While studying at the Vladivostok State University of Economics and Service, Nikolaeva also worked as a figure skating coach at the youth sports school in Vladivostok. After graduating, she worked as an accountant and economist at large fishing enterprises of the Russian Far East. Later she was appointed Deputy General Director of the Pacific Department of Fisheries Exploration and Research Fleet allegedly owned by her brother Vladimir Nikolayev. From 2005 to 2006, she served as deputy of the Legislative Assembly of Primorsky Krai of the 3rd convocation. In 2006, she joined the United Russia party. From 2011 to 2016, Nikolaeva was the deputy of the Legislative Assembly of Primorsky Krai of the 5th convocation. In 2016, she was elected deputy of the 7th State Duma. Since September 2021, she has served as deputy of the 8th State Duma from the Primorsky Krai constituency.
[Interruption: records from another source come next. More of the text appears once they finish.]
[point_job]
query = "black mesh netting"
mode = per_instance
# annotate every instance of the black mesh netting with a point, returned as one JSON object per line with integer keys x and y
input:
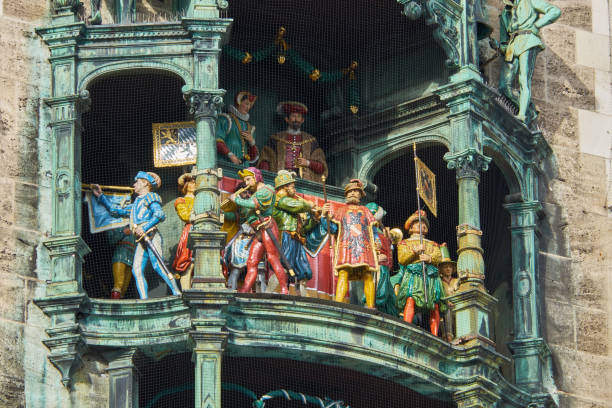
{"x": 245, "y": 380}
{"x": 398, "y": 61}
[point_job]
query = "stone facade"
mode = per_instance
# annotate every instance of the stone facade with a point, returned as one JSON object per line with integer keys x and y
{"x": 572, "y": 90}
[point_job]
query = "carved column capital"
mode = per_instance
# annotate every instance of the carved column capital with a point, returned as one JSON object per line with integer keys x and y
{"x": 468, "y": 163}
{"x": 203, "y": 104}
{"x": 476, "y": 396}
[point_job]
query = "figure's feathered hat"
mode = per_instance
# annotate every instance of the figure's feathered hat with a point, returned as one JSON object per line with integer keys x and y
{"x": 415, "y": 218}
{"x": 286, "y": 108}
{"x": 283, "y": 178}
{"x": 355, "y": 184}
{"x": 251, "y": 171}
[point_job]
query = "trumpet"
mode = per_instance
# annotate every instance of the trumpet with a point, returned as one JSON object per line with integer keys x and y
{"x": 237, "y": 193}
{"x": 87, "y": 187}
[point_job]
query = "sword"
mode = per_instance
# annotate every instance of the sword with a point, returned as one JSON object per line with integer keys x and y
{"x": 160, "y": 260}
{"x": 281, "y": 254}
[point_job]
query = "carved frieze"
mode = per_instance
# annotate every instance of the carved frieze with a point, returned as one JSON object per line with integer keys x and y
{"x": 468, "y": 164}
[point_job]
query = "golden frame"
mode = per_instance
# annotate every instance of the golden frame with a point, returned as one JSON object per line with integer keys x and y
{"x": 171, "y": 147}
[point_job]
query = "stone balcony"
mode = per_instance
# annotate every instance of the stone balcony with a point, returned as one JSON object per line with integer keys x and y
{"x": 304, "y": 329}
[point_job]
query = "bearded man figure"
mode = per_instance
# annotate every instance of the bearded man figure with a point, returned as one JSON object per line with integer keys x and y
{"x": 294, "y": 149}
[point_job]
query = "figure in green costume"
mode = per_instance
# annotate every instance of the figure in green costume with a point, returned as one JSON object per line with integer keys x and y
{"x": 411, "y": 255}
{"x": 287, "y": 213}
{"x": 385, "y": 296}
{"x": 235, "y": 141}
{"x": 519, "y": 26}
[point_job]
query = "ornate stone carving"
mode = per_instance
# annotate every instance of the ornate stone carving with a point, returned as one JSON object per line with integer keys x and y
{"x": 468, "y": 163}
{"x": 204, "y": 103}
{"x": 442, "y": 15}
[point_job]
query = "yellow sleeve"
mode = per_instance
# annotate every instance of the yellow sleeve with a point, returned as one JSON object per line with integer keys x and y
{"x": 436, "y": 254}
{"x": 184, "y": 208}
{"x": 405, "y": 254}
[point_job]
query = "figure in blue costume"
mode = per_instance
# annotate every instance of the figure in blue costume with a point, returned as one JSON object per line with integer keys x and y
{"x": 235, "y": 141}
{"x": 144, "y": 213}
{"x": 287, "y": 213}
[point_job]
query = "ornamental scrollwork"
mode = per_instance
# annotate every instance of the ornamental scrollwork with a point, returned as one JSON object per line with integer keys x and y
{"x": 204, "y": 104}
{"x": 468, "y": 164}
{"x": 440, "y": 14}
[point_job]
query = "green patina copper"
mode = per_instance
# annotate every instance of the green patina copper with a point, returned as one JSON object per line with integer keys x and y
{"x": 460, "y": 112}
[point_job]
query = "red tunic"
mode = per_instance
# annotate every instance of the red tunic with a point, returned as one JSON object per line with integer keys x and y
{"x": 355, "y": 246}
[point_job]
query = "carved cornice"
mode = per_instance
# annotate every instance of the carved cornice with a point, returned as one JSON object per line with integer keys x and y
{"x": 67, "y": 246}
{"x": 61, "y": 35}
{"x": 200, "y": 25}
{"x": 136, "y": 32}
{"x": 468, "y": 164}
{"x": 203, "y": 103}
{"x": 444, "y": 15}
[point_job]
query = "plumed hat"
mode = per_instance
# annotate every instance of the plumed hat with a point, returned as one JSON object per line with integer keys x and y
{"x": 376, "y": 210}
{"x": 151, "y": 177}
{"x": 251, "y": 171}
{"x": 354, "y": 184}
{"x": 415, "y": 218}
{"x": 286, "y": 108}
{"x": 283, "y": 178}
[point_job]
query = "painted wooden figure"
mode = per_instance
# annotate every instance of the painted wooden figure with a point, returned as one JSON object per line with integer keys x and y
{"x": 144, "y": 214}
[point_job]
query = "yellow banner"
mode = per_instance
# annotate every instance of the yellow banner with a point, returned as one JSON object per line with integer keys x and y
{"x": 426, "y": 185}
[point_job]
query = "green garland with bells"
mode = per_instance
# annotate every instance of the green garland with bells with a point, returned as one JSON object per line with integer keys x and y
{"x": 284, "y": 53}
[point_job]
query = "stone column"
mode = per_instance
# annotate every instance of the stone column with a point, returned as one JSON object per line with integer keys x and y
{"x": 123, "y": 379}
{"x": 64, "y": 293}
{"x": 531, "y": 354}
{"x": 472, "y": 303}
{"x": 208, "y": 338}
{"x": 465, "y": 101}
{"x": 205, "y": 99}
{"x": 206, "y": 237}
{"x": 477, "y": 396}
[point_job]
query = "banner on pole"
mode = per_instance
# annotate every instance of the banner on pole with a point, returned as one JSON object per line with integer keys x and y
{"x": 99, "y": 218}
{"x": 426, "y": 185}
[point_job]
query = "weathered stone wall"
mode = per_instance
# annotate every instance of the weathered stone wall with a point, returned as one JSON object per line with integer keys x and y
{"x": 24, "y": 188}
{"x": 26, "y": 376}
{"x": 572, "y": 91}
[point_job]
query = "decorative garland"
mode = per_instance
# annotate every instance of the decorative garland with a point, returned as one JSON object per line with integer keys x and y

Nikolaeva's brother Vladimir was the mayor of Vladivostok from 2004 to 2008. He was also accused of being a member of the Russian mafia. In 2007 he was sentenced to a suspended sentence of 4.5 years in prison for abuse of office.

In 2018, Nikolaeva supported raising the retirement age, and in 2019, she was among those who approved the Sovereign Internet Law.

== Sanctions ==

She was sanctioned by the UK government in 2022 in relation to the Russo-Ukrainian War.